The benefits of soil temperature monitoring

Why is it important to monitor ground temperature? The ground is affected in many ways without us ever noticing. It is important to have a clear picture of ground temperature for the top 1 to 3m for many engineering and biological reasons. For instance, it is necessary for many construction projects that include the design of airports and road pavements, the excavation of foundations, the depth at which service pipes should be laid to avoid freezing, soil decay rates, plant health and phenology, invertebrate studies, the monitoring of compost and quantifying seepage movement in canals and waterways.


The main factors that determine the temperature of the ground are meteorological, terrain and subsurface variables.

Meteorological elements influence surface and subsurface temperature by affecting the rate at which heat is transferred to or from the atmosphere and the ground. The main elements are solar radiation and air temperature. Solar radiation is the single most important factor. Other meteorological factors such as wind or rain can cause significant local variations. Snow is also an important factor affecting ground temperature. Snow has insulating properties, but it also provides a lot of moisture during thaw season.


Terrain has also an effect. In dense vegetation areas, foliage can also provide an insulating effect, protecting the ground from weather extremes, blocking heat transfers to and from the atmosphere.

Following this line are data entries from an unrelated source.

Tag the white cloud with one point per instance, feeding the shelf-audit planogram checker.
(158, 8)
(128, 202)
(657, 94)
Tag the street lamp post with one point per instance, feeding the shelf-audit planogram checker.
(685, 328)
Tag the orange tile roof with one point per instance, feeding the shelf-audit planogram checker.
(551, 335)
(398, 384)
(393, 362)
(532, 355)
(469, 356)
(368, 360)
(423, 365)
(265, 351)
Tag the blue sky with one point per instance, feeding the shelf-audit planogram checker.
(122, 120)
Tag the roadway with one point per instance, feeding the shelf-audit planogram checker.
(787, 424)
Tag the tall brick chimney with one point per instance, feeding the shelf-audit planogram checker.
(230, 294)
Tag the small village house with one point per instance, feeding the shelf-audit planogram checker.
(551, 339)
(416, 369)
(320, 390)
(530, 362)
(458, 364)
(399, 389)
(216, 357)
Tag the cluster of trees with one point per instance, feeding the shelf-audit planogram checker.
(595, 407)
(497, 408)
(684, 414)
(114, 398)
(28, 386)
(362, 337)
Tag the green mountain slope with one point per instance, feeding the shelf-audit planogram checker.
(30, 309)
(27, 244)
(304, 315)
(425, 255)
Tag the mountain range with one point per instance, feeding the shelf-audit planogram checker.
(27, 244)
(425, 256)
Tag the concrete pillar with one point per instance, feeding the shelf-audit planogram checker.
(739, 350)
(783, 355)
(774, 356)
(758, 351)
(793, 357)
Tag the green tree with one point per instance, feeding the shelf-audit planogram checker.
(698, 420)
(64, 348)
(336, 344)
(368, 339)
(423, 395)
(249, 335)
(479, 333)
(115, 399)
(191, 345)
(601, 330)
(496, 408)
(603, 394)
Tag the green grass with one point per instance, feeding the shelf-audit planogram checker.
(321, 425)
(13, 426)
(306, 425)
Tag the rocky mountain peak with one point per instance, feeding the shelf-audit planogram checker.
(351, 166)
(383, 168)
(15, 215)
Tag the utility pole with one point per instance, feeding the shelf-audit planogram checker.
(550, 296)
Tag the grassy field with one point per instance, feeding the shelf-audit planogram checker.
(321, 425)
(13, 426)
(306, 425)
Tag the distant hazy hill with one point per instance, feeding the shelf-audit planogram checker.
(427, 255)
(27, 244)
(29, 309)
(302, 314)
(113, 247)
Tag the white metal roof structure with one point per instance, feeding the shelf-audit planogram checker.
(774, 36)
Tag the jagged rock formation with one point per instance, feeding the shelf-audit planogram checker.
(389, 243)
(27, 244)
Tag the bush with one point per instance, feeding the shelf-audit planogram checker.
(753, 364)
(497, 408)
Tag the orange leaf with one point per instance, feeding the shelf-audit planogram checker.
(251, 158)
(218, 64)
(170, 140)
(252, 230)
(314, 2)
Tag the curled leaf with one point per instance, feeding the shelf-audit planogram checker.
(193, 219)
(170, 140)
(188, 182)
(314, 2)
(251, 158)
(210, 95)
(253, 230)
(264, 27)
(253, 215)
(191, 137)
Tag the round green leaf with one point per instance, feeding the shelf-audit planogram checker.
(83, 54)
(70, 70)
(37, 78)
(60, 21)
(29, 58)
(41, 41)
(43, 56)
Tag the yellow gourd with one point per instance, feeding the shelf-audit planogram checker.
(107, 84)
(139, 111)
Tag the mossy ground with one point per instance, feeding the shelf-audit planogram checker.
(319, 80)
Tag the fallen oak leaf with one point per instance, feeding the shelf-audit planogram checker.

Subsurface variables that determine its response to temperature changes at the surface are volumetric heat capacity, thermal conductivity, latent heat (the heat required to freeze or thaw a unit volume of frozen soil) and water content. The ratio, K/C (K being volumetric heat capacity, and C being thermal conductivity), known as thermal diffusivity, is important in calculating rate of heat flow in the ground.


Water is also a determining factor. As heat capacity, thermal conductivity and latent heat depend on it, they also are codependent. the larger the water content, the larger the heat capacity, thermal conductivity, and latent heat.

Temperature as a fundamental determinant

Since temperature is a constant factor, it also becomes a powerful tool for analysis. Using multi sensor temperature data loggers to track and log temperatures at predetermined depths, can give the researcher valuable insight in many spheres of activity.

Soil health:

by comparing the temperature at different levels from site A with the temperature at different levels from site B can suggest the best placement for root and foliage growth, subsurface biodiversity, freezing depths, snow thaw dynamics, etc.

Soil porosity:

when planning excavation or construction project, knowing the temperature starts can determine if the terrain is stable from movement, if the drainage will require attention, the depth for installing pipes.

Soil mineral movement:

temperature at different soil levels can also give an idea on different mineral movement within the ground. Minerals absorb or repulse heat and radiation. So, by logging very small variations, one can determine what the composition is and where they move.

Compost monitoring:

By monitoring temperature at different levels in a compost installation, agents can know if the breakdown of bio composable material is working. As these materials breakdown, heat is released and can be recorded. Know if activity has slowed or not, will allow the response of turning the soil, or adding more green or dry substrate.

Quantifying seepage in irrigation canals and in riverbeds:

Ramon Naranjo for USGS in Nevada, uses multi sensor temperature data loggers (T.rod.X) to quantify water movement in irrigation canals. They are able to record and trace water loss and mineral movement throughout the irrigation canal and mitigate water loss. This is how Mr. Naranjo put it:


“We use temperature data to describe the rate and direction of water flow through sediments beneath rivers and along the shoreline of lakes. In manmade structures like irrigation canals, the use of this data can provide estimates of seepage losses that can help water managers make decisions to make improvements that will lead to more efficient use of water.”


Temperature has been a determining factor in ground research for many years and has allowed researchers to understand the many variables that make up the ground we walk on. It has also allowed government, business, and academia to make better decisions and innovate. Innovations using multi sensor temperature data loggers have accelerated as technology advances. “Before the TROD, we didn’t have the technology to measure sediment temperatures without expensive dataloggers and batteries. The measurement approach has advanced with the TROD through a combination of small self-logging temperature logging sensors and rugged materials that could be left in place while logging. The low profile of the probe also means that debris carried by the currents would not interrupt the data, shift the sensors, or result in damage. This made improvements to making measurement during floods, in urbans settings and in environments where equipment might get tampered with by the public” said Ramon.


“The capabilities of the TRODX could be advanced by including the specific conductance so the probe can be used with tracer experiments. Also, integrating analytical methods within the Weebutton software to automatically provide estimates of flux rates could simplify the analysis and provide near real-time flow estimates.” These kinds of advances are already in the R&D pipeline and will surely contribute to the understanding of ground science.